And it's just plain, every-day dishonesty!"
"I don't see how you make that out," objected Post. "Now, supposing--"
But the discussion of ethics was interrupted by the grating of the boat's keel on the sand. Gallup jumped out into six inches of water and pulled the boat up on the beach and the rest scrambled out.
Nothing had been seen of Hammond's spies and so they went to bed without posting guards that night.
"I don't see," observed Roy as he was undressing, "why we don't tie the boats up if we're afraid of having Hammond swipe them."
"Well, it wouldn't be fair, I guess," Chub answered. "You see we've always left them on the beach. If we tied 'em Hammond wouldn't have any show to get them."
"You talk as though you wanted her to get them," said Roy in puzzled tones.
"We do; that is, we want her to try and get them. If we take to tying them to trees and things Hammond will stop coming over and we'll miss more 'n half the fun of the camping.
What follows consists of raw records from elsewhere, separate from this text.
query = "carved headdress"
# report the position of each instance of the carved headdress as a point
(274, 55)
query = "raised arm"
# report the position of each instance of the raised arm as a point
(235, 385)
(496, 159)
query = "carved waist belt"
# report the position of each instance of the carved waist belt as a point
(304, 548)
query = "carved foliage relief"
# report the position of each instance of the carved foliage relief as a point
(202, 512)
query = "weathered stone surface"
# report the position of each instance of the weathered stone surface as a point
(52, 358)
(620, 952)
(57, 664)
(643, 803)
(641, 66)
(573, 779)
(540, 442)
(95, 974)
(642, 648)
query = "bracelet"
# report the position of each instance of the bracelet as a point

See?"
"You bet!" grunted Post.
"What's to keep her from coming over to-night, then," pursued Roy, "and taking the whole bunch while we're asleep?"
"Because she doesn't know where they are, silly!" replied Chub. "You don't expect those fellows are going to row across here and then go hunting all about the island in the dark, do you? They always come spying around in the daytime first and see where the boats are hauled up."
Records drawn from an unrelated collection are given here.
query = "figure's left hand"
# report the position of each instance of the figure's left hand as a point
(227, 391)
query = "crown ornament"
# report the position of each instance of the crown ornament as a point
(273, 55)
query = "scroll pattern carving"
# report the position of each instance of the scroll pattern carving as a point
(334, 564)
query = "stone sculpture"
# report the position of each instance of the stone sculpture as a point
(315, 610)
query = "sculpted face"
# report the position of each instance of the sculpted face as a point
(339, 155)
"It won't be dark to-night," said Roy. "There's a dandy big moon."
"That's so, but Hammond never has tried it without looking about first and I guess she won't this year."
"I wish I was a Hammondite for about three or four hours," said Roy grimly. "I'd open your eyes for you!"
Whereupon he was quickly tried for a traitor and sentenced to be walloped with a belt. The walloping process occupied the succeeding ten minutes and when concluded--not altogether successfully--left the tent looking as though a cyclone had visited it. But Chub's prediction proved correct. The boats were there in the morning, all five of them.
"Those Hammond fellows are a set of chumps," grunted Roy. "Why don't they send you a note and tell you when they're coming? They might as well do that as send fellows over in a boat to rubber around."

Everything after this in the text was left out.